Gould: I'm just wondering if ... getting to that knowledge and those deeper understandings some of which we used to have, as part of the profession, and maybe just need to reinvestigate but if that involves conversations with a broader set of people than we're used to talking to.
Williams: Absolutely, great point. One of the things that's critical is the study and understanding of ecology; and we spend, uh like for example if we're doing urban design, we spend a tremendous amount of time on how people walk and move, and transportation systems and all of that but very little time, you know, really looking at what community means, in the larger sense. And the community is, you know, the animals and the critters and microclimates, and all those really dynamic pieces. So one of the things ... that we think is really critical is ... for architecture students and ... architecture professionals and ... all people in the sustainability movement to really look deeply into ecology you know, read a book, read several books, take some courses, get an understanding of how this home that we live in works, and then apply that to your design.

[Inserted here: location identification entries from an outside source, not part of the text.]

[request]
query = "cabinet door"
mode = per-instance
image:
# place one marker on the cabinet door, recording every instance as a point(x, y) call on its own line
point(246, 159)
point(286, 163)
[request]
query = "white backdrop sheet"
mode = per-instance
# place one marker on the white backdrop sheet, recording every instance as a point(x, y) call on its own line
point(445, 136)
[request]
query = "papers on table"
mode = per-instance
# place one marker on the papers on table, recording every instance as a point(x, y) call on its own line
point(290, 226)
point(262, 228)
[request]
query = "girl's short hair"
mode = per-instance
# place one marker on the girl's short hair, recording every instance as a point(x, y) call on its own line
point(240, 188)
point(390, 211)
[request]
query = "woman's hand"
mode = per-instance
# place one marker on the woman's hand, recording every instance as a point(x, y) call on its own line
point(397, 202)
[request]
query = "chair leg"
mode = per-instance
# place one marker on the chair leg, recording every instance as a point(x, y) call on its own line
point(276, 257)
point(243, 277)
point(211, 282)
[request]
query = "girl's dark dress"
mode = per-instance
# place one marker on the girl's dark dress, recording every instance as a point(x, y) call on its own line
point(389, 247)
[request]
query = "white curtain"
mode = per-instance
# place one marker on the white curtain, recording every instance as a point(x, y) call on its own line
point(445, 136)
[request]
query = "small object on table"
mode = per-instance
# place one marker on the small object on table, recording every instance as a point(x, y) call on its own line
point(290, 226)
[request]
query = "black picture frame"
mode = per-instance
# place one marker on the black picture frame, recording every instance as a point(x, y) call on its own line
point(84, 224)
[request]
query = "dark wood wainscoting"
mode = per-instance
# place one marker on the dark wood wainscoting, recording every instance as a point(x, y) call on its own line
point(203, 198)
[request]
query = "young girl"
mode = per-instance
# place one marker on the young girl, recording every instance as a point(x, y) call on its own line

Gould: Become a nature nerd.
Williams: There you go. Yeah, we we are nature, there's no separation. One can think they can separate themselves, but ... it's actually a pretty wonderful planet and when you call it home, it's a very different approach.
And Siegel's summary statement at the end of the interview:
A lot of people are talking about [sustainable design], and I don't think anybody quite knows what it means yet. But I think we're headed in the direction of really thinking about whole systems. And what that means to me is is taking away the separation between nature and culture. So, what happens when you think about your building as part of a whole system that involves a site and a community and a region, and how do you think about all those much broader issues when you're designing just one building that's just a piece of that ... it's not just an object that sits on a site, it's a piece of a much broader system. And how does that affect the way you design buildings.
There's little argument to be made
against conceiving of building as a matter of involvement in communities as 'whole systems'. But the approach made in argument
for thinking ecologically here might be too generously abstract for its apparent ends. I wonder, in particular, how far this provocative & undoubtedly useful 'no separation between nature and culture' language can be worked before it gets architects into troublesome territory (if, as things go, it should turn out to be language that has any real endurance). How sustainable, the question might be, are our ways of talking about 'sustainability'?